いま僕の体の中で最も熱を持っているのは左頬だ。彼女のなめらかな肌の弾力と体温が絶え間なく僕の心臓を揺さぶっている。
「じゃ、入れるよー」
彼女の声が聞こえた直後、ぞわっ、とする感触が右耳で弾けた。
「あ、動かないでね。ほんとに危ないから」
その言葉に、僕は黙って息を深く吐く。
ぞわぞわがだんだんと奥へ潜っていく。そして不意に、強い快感が全身を襲った。
「おー、結構汚れてるねえ。さてはあんまり耳掃除してないなー? ダメだよ、清潔にしてないと。とは言っても本当は耳かきってしなくてもいいらしいんだけどね。でもしちゃうよねえ、気持ちいいもんねえ」
彼女はいつもより小さめの声でこしょこしょ話している。返事を返せない僕はただ「あ、う、お」と声を漏らすだけの人形と化している。
これが魔法の力か……。
やがて思考は圧倒的な快楽に押し流されていった……。
「……くん、じゅーご君」
「ふえ?」
僕はぼんやりと目を開ける。
「ここは……天国……?」
「殺した覚えはないんだけどな、私」
「え、あ、葉香さん!?」
僕はガバリと飛び起きる。無意識のうちに袖で口元を拭い、自分がよだれを垂らしていたことに気づく。
「あっ、いや、すみません!」
「いーよー別に。全然汚くないしね。むしろ私の耳かきでじゅーご君を眠らせてやったぞ、やったー、って感じ」
「そ、それならいいですけど……」
どうやら僕は気づかぬうちに寝入ってしまったらしい。それは、葉香さんの耳かきが気持ちよすぎたことの照明でもある。
不覚だ……。
「それにしても、寝てるきみの顔、かわいかったなあ」
「からかわないでくださいよ……」
「だってほんとのことだもの。写真もあるよ。見る?」
「ちょ、消してください!」
「はっはっは、嘘だよ。耳かきしてるのに撮れるわけないじゃんねー」
「こいつ……」
「よし、じゃー次行こーか」
「次?」
きょとんとする僕に葉香さんは微笑みかけた。
「そーだよ。右耳は終わったから、今度は左耳。とーぜんでしょ?」
「そ……」反論しようとして、言葉が見つからなかった。「それは、そうですね……」
「ふふふ。わかったら、ほら横になる!」
「はいはい……」
諦めたように呟いてから、はっと気づいた。
今まで僕は、彼女の体と反対方向を向いていた。
それが逆になるということは……。
「んー? どうかした?」
葉香さんはニマニマと笑っている。
「嫌だぁ。あんまりだぁそんなの」
「文句言わないの。男でしょー」
「だからなんですよ……ああ」
僕は嘆いて、思わず天を仰いだ。
――そうして僕は、目の前に女性の体があるというシチュエーションを初めて体験することになったのだった。しかも、ただの女性じゃない、とびきりの美人の体だ。

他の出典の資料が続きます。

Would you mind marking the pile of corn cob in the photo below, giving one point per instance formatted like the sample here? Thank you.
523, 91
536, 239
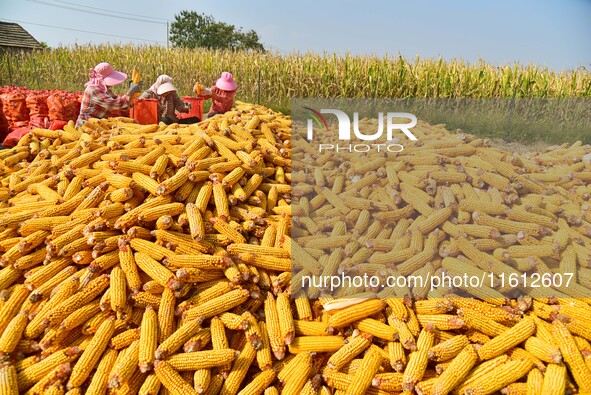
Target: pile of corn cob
147, 259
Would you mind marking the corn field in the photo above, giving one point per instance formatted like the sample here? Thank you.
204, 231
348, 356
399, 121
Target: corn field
273, 79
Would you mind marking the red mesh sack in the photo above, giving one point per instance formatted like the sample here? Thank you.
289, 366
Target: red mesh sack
15, 108
38, 110
63, 106
3, 124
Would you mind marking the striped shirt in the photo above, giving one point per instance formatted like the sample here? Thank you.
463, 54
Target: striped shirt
223, 102
167, 104
99, 104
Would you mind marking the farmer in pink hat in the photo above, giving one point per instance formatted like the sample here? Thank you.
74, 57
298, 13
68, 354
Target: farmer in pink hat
98, 100
222, 94
168, 101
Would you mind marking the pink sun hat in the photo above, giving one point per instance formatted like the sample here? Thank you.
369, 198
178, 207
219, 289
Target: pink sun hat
226, 82
166, 87
110, 76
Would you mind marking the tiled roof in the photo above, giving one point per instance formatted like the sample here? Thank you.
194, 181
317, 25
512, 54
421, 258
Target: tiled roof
13, 35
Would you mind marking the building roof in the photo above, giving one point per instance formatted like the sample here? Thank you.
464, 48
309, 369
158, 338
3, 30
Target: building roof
13, 35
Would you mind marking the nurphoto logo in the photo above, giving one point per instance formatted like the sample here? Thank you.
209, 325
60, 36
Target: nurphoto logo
393, 125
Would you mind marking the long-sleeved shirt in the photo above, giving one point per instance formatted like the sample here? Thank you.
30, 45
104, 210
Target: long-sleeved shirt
167, 104
99, 104
223, 101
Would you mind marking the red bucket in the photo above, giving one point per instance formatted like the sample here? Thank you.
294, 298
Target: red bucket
145, 111
196, 108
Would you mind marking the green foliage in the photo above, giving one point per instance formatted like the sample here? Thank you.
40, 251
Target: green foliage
193, 30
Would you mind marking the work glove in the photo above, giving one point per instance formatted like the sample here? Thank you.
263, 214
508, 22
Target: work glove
134, 89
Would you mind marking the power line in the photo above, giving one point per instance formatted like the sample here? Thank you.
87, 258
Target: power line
117, 12
93, 12
84, 31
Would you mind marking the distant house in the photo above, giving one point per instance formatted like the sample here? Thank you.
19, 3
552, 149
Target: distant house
14, 38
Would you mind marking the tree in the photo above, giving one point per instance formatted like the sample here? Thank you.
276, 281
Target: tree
193, 30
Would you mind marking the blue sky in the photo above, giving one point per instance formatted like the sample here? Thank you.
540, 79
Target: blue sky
552, 33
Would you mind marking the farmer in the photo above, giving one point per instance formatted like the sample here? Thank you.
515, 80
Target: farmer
168, 101
222, 94
98, 100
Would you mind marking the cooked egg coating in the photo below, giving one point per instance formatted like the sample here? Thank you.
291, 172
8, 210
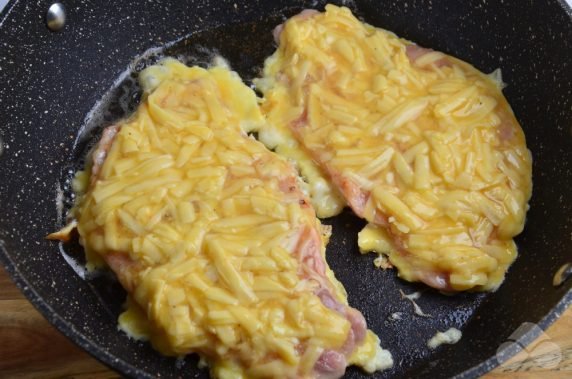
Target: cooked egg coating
420, 144
210, 234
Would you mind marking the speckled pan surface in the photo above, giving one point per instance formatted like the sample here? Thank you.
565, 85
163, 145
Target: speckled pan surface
50, 82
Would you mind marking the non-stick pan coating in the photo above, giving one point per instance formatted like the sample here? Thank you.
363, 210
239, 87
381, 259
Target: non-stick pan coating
57, 90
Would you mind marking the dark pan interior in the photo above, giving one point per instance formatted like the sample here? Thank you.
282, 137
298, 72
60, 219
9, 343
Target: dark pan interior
59, 89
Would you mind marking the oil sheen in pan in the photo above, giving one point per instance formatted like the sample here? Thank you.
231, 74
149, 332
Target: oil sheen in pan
374, 292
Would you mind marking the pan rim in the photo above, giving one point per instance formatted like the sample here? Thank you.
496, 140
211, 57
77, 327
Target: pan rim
120, 365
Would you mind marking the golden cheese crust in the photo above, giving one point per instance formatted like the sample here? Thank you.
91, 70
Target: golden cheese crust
420, 144
209, 232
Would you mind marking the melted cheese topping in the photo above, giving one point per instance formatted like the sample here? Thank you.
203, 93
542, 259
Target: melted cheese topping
420, 143
449, 337
204, 227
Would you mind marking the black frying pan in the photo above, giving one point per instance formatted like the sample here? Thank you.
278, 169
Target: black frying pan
58, 90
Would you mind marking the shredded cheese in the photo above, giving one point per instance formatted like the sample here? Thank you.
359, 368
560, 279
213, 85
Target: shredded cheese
419, 143
207, 230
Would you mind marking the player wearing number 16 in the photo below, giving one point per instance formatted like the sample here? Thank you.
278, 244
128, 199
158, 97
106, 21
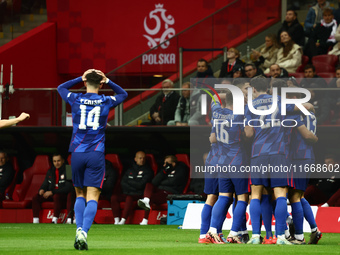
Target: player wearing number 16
89, 114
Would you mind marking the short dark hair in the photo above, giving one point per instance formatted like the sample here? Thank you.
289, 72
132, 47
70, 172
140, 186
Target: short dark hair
309, 66
332, 156
327, 11
291, 10
172, 157
259, 83
57, 154
94, 78
279, 83
203, 60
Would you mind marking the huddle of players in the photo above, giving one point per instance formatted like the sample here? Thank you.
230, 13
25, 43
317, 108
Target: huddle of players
271, 145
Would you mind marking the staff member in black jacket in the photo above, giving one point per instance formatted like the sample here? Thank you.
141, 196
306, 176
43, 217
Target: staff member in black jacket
55, 188
165, 105
133, 183
171, 179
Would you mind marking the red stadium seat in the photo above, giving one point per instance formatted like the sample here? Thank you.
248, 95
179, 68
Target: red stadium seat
185, 159
323, 67
116, 162
152, 162
32, 180
330, 60
10, 189
304, 62
327, 76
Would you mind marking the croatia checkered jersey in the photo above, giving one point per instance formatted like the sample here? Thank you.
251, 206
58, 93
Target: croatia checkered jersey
89, 115
228, 128
269, 138
299, 149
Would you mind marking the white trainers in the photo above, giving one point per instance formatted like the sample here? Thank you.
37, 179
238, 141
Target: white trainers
144, 222
55, 220
122, 222
143, 204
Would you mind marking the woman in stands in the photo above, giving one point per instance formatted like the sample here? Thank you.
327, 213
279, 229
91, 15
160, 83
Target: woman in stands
268, 54
232, 64
289, 56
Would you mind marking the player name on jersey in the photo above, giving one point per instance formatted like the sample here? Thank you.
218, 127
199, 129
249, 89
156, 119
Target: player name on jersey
90, 102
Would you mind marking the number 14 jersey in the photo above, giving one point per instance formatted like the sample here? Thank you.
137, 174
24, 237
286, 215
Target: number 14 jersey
89, 115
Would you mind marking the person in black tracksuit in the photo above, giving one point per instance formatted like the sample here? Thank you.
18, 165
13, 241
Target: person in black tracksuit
165, 105
57, 189
171, 179
132, 184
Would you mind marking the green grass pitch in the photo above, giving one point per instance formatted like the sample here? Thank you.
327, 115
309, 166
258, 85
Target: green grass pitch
135, 239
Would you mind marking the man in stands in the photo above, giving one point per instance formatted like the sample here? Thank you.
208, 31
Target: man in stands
171, 179
310, 77
325, 192
251, 71
11, 122
133, 184
55, 188
7, 174
293, 27
165, 105
275, 71
314, 16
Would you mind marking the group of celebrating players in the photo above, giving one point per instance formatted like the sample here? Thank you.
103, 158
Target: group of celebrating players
266, 143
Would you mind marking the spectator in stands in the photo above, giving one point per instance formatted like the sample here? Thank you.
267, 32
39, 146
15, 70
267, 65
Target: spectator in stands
292, 82
171, 179
314, 16
335, 95
322, 37
11, 122
275, 71
233, 62
165, 105
133, 184
336, 47
268, 54
110, 187
182, 114
320, 102
294, 28
310, 77
289, 56
203, 69
325, 192
3, 6
7, 174
251, 71
55, 188
238, 72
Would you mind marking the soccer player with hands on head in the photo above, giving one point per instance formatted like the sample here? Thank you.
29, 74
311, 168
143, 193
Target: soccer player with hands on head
89, 114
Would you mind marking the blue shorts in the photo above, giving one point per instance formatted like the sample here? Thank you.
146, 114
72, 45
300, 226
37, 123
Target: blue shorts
235, 185
300, 179
211, 186
273, 179
88, 169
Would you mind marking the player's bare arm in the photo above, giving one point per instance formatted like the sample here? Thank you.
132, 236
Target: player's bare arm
7, 123
309, 137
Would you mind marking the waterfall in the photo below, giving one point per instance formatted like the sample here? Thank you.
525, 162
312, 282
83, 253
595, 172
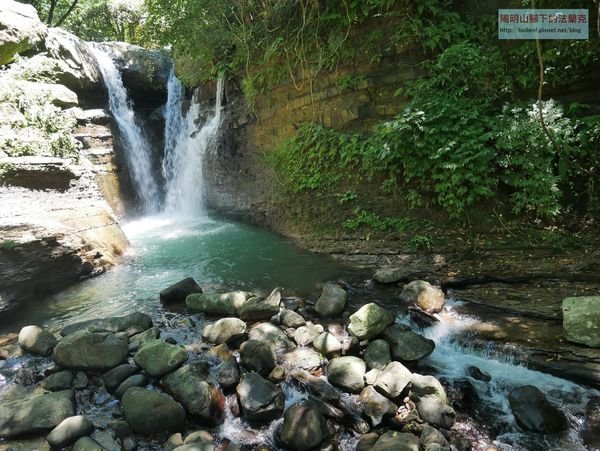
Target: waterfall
186, 146
137, 149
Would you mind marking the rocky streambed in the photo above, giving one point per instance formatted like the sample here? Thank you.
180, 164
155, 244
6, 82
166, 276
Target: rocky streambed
237, 371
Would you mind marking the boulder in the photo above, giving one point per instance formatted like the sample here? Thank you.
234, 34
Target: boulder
393, 379
74, 65
90, 351
396, 441
37, 414
179, 291
218, 304
201, 399
347, 373
304, 427
581, 320
159, 358
258, 356
261, 400
377, 355
69, 431
369, 321
406, 345
332, 300
20, 29
36, 340
150, 412
327, 344
133, 323
375, 405
424, 295
224, 330
533, 412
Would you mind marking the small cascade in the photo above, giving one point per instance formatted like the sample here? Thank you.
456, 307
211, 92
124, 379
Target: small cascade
137, 154
186, 146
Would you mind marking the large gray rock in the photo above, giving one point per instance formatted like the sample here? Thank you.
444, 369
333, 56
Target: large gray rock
392, 381
347, 373
36, 340
375, 405
332, 300
261, 400
304, 426
396, 441
424, 295
273, 336
533, 412
581, 320
74, 65
201, 399
90, 351
132, 324
159, 358
150, 412
369, 321
179, 291
20, 29
406, 345
258, 356
69, 431
37, 414
224, 330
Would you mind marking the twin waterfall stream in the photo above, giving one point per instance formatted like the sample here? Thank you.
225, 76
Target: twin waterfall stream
176, 238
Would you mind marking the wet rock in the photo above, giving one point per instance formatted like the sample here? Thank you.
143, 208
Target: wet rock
203, 400
69, 431
151, 412
304, 427
476, 373
347, 373
159, 358
590, 432
393, 379
36, 340
327, 344
218, 304
258, 356
256, 308
261, 400
391, 275
305, 335
396, 441
224, 330
375, 405
289, 318
113, 378
20, 29
90, 351
58, 381
377, 354
87, 444
533, 412
137, 380
369, 321
36, 414
406, 345
302, 358
273, 336
424, 295
179, 291
581, 320
133, 323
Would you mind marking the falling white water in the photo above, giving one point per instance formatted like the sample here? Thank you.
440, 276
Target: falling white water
185, 150
137, 149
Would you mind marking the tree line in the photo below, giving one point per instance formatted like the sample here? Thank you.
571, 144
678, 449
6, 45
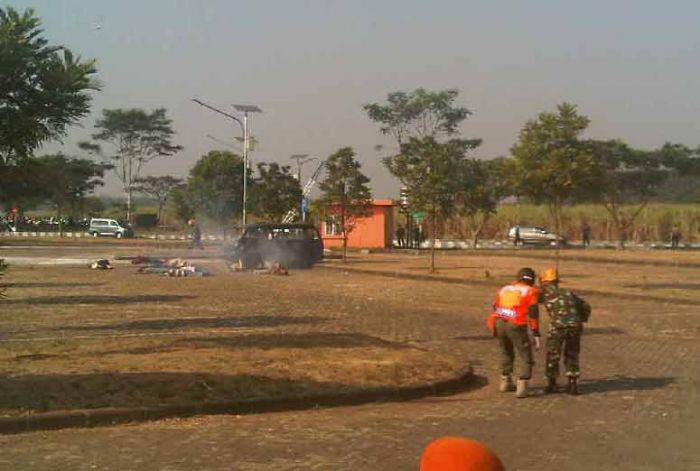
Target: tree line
45, 89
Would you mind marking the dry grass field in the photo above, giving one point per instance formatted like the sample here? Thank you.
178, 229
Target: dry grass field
76, 338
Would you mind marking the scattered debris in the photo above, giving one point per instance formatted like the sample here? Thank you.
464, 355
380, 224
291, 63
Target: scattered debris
101, 264
175, 267
277, 269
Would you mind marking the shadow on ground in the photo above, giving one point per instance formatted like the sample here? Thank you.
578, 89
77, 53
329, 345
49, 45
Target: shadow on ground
95, 299
623, 383
48, 284
124, 397
688, 286
262, 341
199, 323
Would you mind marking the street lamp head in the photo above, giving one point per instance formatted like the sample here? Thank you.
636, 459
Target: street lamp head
247, 108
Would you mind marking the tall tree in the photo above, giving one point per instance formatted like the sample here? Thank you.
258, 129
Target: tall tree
157, 188
43, 88
65, 181
216, 186
136, 137
552, 164
419, 113
181, 202
276, 192
346, 194
430, 171
482, 186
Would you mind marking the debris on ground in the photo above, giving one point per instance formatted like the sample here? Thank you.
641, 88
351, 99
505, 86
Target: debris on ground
274, 268
175, 267
277, 269
101, 264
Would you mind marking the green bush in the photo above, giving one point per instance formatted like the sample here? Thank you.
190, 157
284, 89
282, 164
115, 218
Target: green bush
145, 220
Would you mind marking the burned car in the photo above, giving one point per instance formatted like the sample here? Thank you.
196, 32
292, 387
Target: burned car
289, 245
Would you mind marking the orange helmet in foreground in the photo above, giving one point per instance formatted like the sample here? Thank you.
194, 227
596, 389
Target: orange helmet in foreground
549, 275
459, 454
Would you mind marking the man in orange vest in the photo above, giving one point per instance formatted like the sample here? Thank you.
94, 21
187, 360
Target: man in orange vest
516, 311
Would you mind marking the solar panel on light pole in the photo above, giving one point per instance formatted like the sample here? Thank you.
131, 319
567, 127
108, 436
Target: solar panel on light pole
246, 144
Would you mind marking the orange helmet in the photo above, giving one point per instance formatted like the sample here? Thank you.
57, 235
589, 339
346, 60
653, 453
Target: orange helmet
549, 275
459, 454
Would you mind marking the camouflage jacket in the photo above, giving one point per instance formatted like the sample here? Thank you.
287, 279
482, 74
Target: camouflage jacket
565, 309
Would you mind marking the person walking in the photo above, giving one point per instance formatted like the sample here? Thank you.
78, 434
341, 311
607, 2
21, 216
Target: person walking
675, 237
196, 235
417, 236
585, 234
567, 314
516, 311
401, 236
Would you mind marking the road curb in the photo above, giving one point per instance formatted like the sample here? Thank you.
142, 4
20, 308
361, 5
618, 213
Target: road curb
114, 416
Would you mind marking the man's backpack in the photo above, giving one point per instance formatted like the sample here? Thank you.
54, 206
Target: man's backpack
583, 309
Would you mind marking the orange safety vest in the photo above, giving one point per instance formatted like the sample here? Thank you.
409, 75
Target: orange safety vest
513, 303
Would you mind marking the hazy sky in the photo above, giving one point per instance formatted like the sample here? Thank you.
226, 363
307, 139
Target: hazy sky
632, 66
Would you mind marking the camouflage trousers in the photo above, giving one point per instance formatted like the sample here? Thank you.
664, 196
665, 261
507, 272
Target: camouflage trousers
513, 339
568, 340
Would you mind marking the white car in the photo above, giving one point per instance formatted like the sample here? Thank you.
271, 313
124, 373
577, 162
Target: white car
535, 235
108, 227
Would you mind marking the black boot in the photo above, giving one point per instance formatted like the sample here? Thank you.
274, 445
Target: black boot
551, 385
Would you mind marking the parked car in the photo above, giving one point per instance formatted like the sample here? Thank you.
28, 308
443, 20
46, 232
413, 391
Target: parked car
109, 227
536, 235
290, 245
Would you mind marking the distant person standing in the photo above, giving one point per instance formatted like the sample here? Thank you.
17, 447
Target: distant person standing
401, 236
675, 237
196, 235
517, 240
586, 234
417, 236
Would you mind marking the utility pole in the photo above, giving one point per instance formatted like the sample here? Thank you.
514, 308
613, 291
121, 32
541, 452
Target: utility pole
246, 144
301, 160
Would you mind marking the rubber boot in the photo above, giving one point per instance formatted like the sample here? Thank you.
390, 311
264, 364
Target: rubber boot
506, 384
521, 391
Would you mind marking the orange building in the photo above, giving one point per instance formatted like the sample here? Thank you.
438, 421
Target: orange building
376, 230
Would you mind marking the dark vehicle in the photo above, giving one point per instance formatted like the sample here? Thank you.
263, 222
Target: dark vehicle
290, 245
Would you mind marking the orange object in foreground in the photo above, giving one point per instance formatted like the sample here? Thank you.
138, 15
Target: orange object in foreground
459, 454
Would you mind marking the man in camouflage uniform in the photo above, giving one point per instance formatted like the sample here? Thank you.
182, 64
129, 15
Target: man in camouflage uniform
567, 314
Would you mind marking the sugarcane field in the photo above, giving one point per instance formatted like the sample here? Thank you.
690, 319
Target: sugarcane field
321, 235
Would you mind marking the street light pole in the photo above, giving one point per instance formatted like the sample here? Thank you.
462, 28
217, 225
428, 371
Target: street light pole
301, 160
244, 127
246, 144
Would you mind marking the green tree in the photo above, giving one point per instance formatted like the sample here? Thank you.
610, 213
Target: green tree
65, 181
276, 192
157, 188
43, 88
552, 163
430, 171
419, 113
346, 195
216, 186
136, 137
482, 186
181, 202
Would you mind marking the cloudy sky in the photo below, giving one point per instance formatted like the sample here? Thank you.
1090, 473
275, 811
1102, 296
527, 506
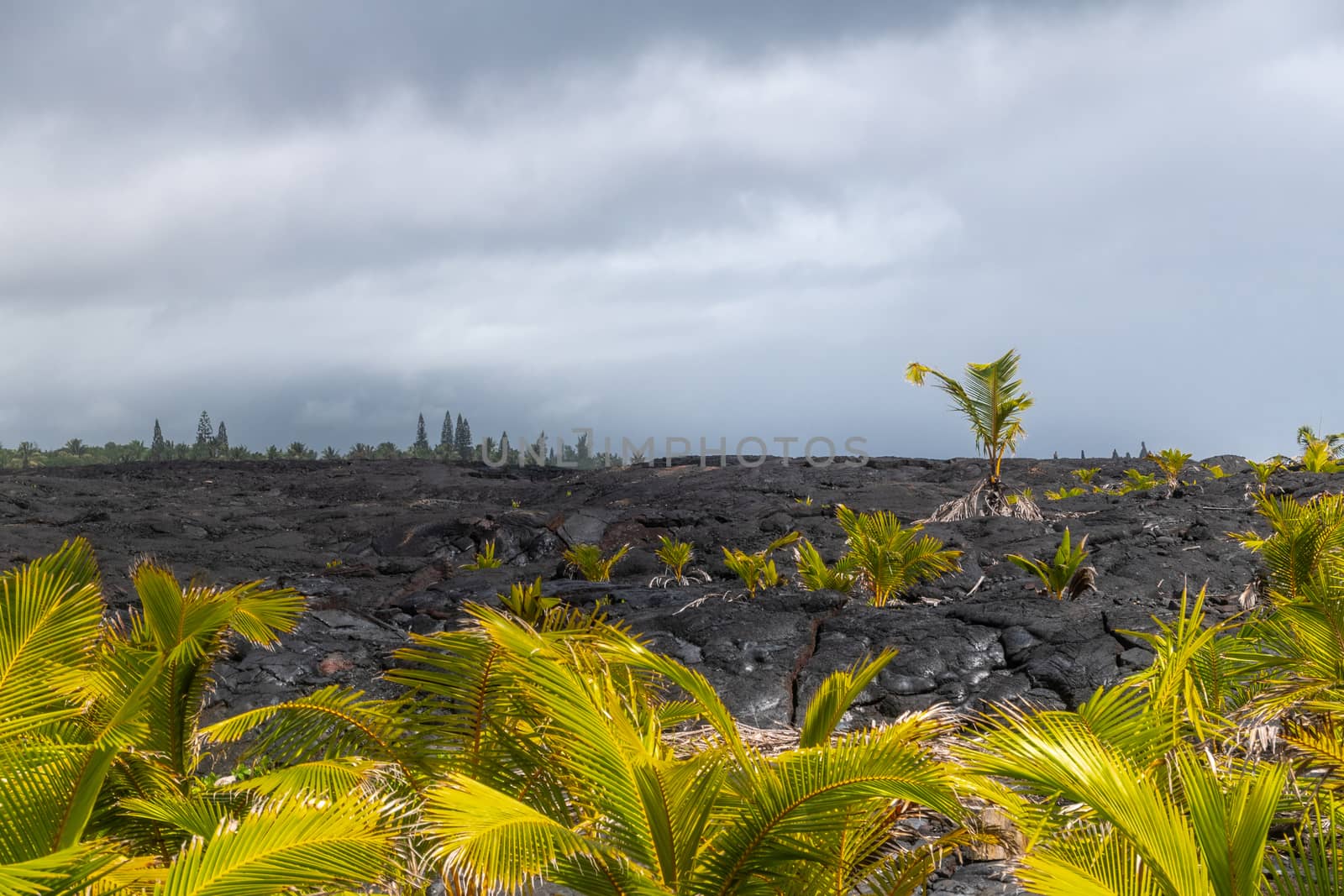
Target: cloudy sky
316, 221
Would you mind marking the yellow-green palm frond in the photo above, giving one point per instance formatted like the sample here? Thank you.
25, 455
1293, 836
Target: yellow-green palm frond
1171, 463
331, 723
309, 846
494, 841
588, 560
799, 805
992, 399
889, 558
50, 614
329, 778
837, 694
815, 575
1312, 862
1305, 539
71, 872
1065, 577
1200, 672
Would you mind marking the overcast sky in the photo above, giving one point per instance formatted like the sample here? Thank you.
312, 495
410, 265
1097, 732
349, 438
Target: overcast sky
318, 219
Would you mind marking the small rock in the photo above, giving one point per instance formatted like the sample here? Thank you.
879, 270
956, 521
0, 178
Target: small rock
333, 663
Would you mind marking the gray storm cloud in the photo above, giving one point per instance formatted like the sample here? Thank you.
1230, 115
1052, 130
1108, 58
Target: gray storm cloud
671, 219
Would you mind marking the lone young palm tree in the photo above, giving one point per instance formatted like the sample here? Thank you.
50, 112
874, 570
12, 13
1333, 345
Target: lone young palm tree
994, 399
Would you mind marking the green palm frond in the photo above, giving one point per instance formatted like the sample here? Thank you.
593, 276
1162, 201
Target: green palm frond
494, 840
50, 616
1305, 537
992, 399
1065, 577
889, 558
815, 575
757, 570
71, 872
331, 723
286, 846
1171, 463
837, 694
795, 808
588, 560
1200, 673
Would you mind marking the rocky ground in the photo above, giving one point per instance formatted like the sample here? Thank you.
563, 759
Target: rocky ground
380, 546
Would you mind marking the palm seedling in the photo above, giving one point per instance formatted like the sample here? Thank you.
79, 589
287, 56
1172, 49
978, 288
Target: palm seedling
815, 575
676, 563
1068, 492
588, 560
1263, 470
1320, 453
486, 559
570, 772
1065, 577
889, 558
100, 747
1136, 481
1171, 463
757, 570
992, 399
528, 602
1086, 474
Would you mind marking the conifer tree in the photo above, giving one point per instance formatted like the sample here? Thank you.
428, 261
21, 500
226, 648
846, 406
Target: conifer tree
421, 445
463, 438
158, 448
445, 436
205, 432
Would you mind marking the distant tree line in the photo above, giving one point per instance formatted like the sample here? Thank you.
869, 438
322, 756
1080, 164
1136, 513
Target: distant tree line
212, 443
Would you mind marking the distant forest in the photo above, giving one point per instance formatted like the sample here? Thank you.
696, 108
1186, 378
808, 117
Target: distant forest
454, 443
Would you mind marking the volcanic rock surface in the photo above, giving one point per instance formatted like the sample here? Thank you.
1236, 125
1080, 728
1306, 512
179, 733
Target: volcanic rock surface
380, 547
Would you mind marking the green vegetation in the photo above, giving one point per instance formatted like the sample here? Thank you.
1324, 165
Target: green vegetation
1136, 481
1086, 474
1171, 463
212, 443
1163, 783
757, 570
486, 559
992, 401
1065, 577
1263, 470
676, 558
815, 575
528, 604
889, 558
588, 560
1068, 492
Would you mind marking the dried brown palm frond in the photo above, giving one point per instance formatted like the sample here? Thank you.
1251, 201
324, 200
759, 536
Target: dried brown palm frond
987, 499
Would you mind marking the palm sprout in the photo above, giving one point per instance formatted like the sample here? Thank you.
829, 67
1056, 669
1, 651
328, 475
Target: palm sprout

「無だ。無になれ重吾。自らの存在をこの世に溶かすんだ」
「何ごちゃごちゃ言ってるのー。ほら、じっとして」
葉香さんの掌が、優しく僕の頭に当てられる。
南無……。
「いやー、取った取った」
たっぷり時間をかけて耳かきし終えた葉香さんの顔はどこかツヤツヤしていた。
「楽しかったねぃ。ね、じゅーご君」
その言葉に、僕は無言で彼女を恨めしそうに見る。
「僕は大変疲れました」
「何でさ。気持ちよかったでしょー」
「……それは、そうですけど……」
認めたくないが、嘘をつくのも癪だ。
「ふふー。私、耳かきの才能あるかも」
「どうせ魔法の力でしょ」
「なーに言ってるの。気持ちよかったのと魔法は関係ないんだからね」
「そうなんですか?」
「もちろんだよ。魔法の力は無色透明無味無臭で今もじわじわきみの体に浸透中だよ」
「最悪の気分だ……」
「ま、効果が出るのはいつだかわかんないけどねー。にゃっはっは」
葉香さんは声に出して笑った。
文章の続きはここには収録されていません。